Request for Advice on Improving Accuracy of Multi-source RAG Implementation

Hello Agno Team,

I hope this message finds you well. I am currently building a Retrieval-Augmented Generation (RAG) system using Agno and would like your expert advice on improving the accuracy of my implementation. Here is a detailed overview of my current setup:

Overview:

  • I have two separate Knowledge Bases:
    1. PDF Knowledge Base: Approximately 1,000 PDF documents, each about 10 pages in length.
    2. CSV Knowledge Base: Contains approximately 10,000 rows with 5 columns each, consisting of diverse content types.
  • These two sources are combined using CombinedKnowledgeBase .
  • Vector embeddings are generated using OpenAIEmbedder with the model text-embedding-3-large .
  • The retrieval system uses PgVector with hybrid search.
  • Reranking is performed using Cohere’s rerank-v3.5 .
  • The agent utilizes OpenAIChat model gpt-4o .

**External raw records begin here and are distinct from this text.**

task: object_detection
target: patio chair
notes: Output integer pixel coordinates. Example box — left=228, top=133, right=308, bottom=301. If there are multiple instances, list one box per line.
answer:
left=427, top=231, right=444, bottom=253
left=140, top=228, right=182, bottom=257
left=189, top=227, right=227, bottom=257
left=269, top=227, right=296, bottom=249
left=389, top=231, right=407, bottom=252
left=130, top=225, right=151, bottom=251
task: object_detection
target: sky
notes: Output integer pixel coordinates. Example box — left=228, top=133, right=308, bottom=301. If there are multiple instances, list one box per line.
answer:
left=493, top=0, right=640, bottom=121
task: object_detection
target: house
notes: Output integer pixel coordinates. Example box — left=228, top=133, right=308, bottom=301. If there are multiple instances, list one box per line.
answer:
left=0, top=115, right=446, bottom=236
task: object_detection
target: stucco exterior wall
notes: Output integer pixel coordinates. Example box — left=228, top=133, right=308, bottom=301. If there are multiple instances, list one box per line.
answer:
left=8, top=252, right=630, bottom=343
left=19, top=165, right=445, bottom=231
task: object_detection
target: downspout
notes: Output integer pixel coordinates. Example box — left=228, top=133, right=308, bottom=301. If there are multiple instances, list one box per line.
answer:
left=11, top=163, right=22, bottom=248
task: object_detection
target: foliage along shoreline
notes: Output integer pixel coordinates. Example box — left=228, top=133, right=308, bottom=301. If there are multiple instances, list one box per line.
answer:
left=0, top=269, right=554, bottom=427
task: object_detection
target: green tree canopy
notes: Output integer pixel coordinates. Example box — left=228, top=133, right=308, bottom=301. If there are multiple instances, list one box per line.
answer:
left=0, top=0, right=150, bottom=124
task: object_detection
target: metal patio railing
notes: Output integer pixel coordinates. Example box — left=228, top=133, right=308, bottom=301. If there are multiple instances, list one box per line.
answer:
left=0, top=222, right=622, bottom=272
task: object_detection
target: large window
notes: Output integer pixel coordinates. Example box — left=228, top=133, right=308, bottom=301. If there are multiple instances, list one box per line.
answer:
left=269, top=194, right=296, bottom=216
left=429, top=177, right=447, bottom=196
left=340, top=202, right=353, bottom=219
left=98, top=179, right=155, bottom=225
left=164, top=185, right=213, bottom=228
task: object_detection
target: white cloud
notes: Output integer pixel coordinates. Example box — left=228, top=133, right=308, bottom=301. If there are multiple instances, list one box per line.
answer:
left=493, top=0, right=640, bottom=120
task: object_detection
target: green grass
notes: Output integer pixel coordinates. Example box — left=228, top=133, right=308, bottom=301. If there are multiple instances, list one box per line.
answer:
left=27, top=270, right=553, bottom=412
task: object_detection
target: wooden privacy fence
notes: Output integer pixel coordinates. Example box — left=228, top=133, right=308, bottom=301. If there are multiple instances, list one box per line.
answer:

Despite this setup, the overall retrieval accuracy—especially for the CSV data—is lower than expected. I suspect the mixed nature of CSV content contributes significantly to the issue. Moreover, even the combined retrieval across PDF and CSV sources could be improved.

Here is the key part of my code (sensitive info masked):

DATABASE_URL = "postgresql+psycopg://<user>:<password>@localhost:5432/<database>"
COHERE_API_KEY = os.getenv("COHERE_API_KEY", "<masked>")

# PDF Knowledge Base
pdf_kb = PDFKnowledgeBase(
    path="/path/to/pdf_files",
    vector_db=PgVector(
        table_name="pdf_documents_semantic_chunking",
        db_url=DATABASE_URL,
        embedder=OpenAIEmbedder(id="text-embedding-3-large"),
    ),
    reader=PDFReader(chunk=True),
    chunking_strategy=SemanticChunking()
)

# CSV Knowledge Base
csv_kb = CSVKnowledgeBase(
    path=Path("/path/to/csv_file.csv"),
    vector_db=PgVector(
        table_name="csv_documents_semantic_chunking",
        db_url=DATABASE_URL,
        embedder=OpenAIEmbedder(id="text-embedding-3-large"),
    ),
    chunking_strategy=SemanticChunking()
)

# Combined Knowledge Base
knowledge_base = CombinedKnowledgeBase(
    sources=[pdf_kb, csv_kb],
    vector_db=PgVector(
        table_name="combined_documents_semantic_chunking",
        db_url=DATABASE_URL,
        search_type=SearchType.hybrid,
        embedder=OpenAIEmbedder(id="text-embedding-3-large"),
    ),
    chunking_strategy=SemanticChunking()
)

# Agent initialization
agent = Agent(
    name="my_agent",
    model=OpenAIChat(id="gpt-4o"),
    description="Internal document retrieval agent.",
    knowledge=knowledge_base,
    tools=[],
    show_tool_calls=True,
    markdown=True
)

Specific questions:

  1. Given the diverse and large-scale nature of my CSV data, what strategies or modifications would you recommend to enhance retrieval accuracy?
  2. Are there alternative chunking or embedding strategies within Agno or externally that might better handle heterogeneous CSV content?
  3. Any additional recommendations for improving overall precision when combining multiple knowledge sources?

Your guidance would be greatly appreciated. Thank you very much for your support.